Swimming of microbes in blood flow of nano-bioconvective Williamson fluid

As blood flow patterns are employed in the diagnosis of circulatory disorders such as arteriosclerotic disease, bioengineers and medical scientists are interested in blood flow identification via the circulatory system. Researchers used non-Newtonian fluid models to measure blood flow cardiovascular system (e.g., hyperbolic tangent fluid, Powell Erying fluid, Casson fluid, Williamson fluid, etc.) as these fluids provide a rheological representation of blood with a more detailed thinning component. In this study, blood is taken as Williamson's fluid, and flow velocity is unsteady towards the stretching/shrinking surface in consonance with exothermic/endothermic function. The theology of gyrotactic microorganisms (GM) is addressed to nanofluid to stabilise nanoparticles due to bioconvection. A finite-difference computational approach evaluates the mathematical model followed by a stability and convergence analysis. The nanofluid blood velocity characteristics, temperature, concentration, and microorganisms are discussed following the diagrams. The skin friction, Nusselt number, Sherwood number and the microorganisms density are evaluated and clarified in detail. Besides, iso-concentrations and iso-microorganisms are configured for various factors to assess the nanofluid blood flows' boundary line thickness.
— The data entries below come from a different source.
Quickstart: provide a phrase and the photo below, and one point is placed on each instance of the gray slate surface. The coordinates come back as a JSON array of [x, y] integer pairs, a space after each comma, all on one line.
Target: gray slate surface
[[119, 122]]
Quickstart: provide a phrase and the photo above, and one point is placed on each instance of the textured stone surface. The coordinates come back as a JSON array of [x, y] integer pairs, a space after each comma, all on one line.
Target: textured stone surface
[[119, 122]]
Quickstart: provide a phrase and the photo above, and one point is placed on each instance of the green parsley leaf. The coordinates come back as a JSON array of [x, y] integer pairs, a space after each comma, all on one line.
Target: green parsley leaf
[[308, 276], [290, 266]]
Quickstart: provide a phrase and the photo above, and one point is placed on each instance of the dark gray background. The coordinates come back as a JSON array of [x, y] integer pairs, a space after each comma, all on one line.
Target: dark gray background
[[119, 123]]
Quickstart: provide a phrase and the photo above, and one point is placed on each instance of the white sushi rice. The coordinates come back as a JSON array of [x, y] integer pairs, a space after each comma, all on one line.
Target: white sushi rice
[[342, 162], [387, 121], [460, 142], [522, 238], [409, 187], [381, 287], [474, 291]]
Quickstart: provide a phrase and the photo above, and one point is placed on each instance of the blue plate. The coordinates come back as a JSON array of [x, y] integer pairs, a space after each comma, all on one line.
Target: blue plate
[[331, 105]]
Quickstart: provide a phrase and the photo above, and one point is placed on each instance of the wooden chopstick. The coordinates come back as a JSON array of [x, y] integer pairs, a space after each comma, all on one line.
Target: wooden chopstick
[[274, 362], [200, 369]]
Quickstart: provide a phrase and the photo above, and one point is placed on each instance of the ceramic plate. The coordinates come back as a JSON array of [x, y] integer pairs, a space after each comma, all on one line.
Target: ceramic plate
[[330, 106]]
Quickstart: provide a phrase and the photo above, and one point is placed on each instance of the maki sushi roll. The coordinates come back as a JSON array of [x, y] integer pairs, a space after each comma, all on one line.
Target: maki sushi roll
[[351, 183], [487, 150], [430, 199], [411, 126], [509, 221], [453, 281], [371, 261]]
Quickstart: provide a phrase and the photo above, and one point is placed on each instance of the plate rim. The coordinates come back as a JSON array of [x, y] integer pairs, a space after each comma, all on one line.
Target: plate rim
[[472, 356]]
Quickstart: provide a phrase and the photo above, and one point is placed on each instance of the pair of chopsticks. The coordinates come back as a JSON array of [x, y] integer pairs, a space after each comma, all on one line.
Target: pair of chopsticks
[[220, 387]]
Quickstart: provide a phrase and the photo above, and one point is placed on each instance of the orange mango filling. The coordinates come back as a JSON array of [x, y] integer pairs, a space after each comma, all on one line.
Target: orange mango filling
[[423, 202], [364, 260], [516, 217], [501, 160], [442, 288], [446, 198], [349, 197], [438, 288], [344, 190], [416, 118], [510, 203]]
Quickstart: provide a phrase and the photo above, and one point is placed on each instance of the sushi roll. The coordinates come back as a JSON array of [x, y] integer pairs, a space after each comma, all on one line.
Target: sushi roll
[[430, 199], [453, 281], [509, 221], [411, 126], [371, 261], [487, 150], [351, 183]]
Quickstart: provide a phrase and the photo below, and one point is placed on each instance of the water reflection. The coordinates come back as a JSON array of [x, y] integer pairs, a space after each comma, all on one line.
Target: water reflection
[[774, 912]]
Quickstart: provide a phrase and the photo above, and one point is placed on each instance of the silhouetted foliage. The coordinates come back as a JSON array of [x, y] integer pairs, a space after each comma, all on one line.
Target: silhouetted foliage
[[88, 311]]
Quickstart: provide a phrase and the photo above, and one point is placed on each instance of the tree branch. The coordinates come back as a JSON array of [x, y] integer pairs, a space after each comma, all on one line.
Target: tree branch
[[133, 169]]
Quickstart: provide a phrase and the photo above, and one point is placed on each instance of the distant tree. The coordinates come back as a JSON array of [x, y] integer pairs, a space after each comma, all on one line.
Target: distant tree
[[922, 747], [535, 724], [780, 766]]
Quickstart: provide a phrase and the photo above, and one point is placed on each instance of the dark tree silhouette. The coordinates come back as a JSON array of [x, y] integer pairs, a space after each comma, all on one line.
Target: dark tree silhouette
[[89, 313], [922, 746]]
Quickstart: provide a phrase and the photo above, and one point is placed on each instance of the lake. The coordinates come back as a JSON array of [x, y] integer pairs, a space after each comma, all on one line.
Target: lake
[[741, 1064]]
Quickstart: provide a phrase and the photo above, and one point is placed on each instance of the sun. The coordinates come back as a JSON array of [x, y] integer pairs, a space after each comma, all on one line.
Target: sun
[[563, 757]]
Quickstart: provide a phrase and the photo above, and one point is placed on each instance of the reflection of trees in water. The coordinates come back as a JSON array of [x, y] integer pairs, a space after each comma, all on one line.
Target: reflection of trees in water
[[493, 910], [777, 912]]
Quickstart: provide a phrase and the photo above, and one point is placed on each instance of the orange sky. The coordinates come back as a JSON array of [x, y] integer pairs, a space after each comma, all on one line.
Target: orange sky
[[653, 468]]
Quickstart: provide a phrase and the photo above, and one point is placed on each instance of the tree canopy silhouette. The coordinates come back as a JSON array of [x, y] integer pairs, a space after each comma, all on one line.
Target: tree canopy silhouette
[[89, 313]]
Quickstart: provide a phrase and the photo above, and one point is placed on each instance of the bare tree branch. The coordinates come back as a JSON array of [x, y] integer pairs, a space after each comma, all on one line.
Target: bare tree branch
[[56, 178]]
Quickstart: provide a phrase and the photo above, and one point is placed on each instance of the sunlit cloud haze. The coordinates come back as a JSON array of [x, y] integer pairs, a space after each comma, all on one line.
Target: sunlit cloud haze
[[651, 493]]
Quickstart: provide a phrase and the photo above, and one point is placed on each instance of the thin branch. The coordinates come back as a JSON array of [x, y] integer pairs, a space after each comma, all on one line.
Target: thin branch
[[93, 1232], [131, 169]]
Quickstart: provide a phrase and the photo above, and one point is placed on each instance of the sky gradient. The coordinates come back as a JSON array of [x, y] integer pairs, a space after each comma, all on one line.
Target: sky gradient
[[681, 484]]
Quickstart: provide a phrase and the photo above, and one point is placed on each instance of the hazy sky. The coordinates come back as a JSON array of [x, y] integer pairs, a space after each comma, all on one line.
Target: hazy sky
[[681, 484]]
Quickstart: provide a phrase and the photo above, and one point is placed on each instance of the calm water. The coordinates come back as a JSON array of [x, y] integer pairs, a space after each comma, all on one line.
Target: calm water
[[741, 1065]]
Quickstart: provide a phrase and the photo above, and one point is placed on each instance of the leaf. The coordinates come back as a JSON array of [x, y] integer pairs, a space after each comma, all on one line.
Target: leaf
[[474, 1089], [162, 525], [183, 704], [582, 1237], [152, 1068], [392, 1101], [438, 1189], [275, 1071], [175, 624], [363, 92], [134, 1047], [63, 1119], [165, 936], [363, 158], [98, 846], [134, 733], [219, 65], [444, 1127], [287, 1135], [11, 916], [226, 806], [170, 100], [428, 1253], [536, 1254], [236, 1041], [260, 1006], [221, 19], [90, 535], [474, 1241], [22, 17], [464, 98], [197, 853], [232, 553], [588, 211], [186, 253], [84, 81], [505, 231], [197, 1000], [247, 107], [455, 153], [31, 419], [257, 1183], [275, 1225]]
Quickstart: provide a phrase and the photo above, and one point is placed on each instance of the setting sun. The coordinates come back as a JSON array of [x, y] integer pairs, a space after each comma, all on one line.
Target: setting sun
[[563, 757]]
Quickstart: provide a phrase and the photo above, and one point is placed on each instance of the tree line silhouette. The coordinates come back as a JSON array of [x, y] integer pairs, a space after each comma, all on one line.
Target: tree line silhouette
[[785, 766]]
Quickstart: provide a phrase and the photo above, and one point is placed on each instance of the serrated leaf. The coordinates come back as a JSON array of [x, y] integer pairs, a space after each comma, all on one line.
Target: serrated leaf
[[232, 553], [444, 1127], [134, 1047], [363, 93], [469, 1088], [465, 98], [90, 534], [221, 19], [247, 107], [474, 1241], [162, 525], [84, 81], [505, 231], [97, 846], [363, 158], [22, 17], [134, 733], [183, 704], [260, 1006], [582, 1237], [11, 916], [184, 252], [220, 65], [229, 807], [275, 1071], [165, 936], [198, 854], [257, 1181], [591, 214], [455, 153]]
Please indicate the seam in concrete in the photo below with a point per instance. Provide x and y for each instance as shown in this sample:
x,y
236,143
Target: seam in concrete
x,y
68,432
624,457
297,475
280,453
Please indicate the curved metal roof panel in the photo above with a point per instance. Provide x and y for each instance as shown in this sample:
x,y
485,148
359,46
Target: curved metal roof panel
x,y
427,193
The present analysis may be useful for many hyperthermia therapies, such as cancer treatment, tumour therapy and cardiac surgery, and applications in microbial fuel cells, microfluidic systems, and heat transfer contrivances.

Automated summary

This study focuses on using non-Newtonian fluid models to measure blood flow characteristics, as well as addressing gyrotactic microorganisms in nanofluid. Through a mathematical model and stability analysis, the characteristics of nanofluid blood flow, including temperature, concentration, skin friction, and microorganism density, are evaluated. The results of this analysis can be applied to hyperthermia therapies and microbial fuel cells.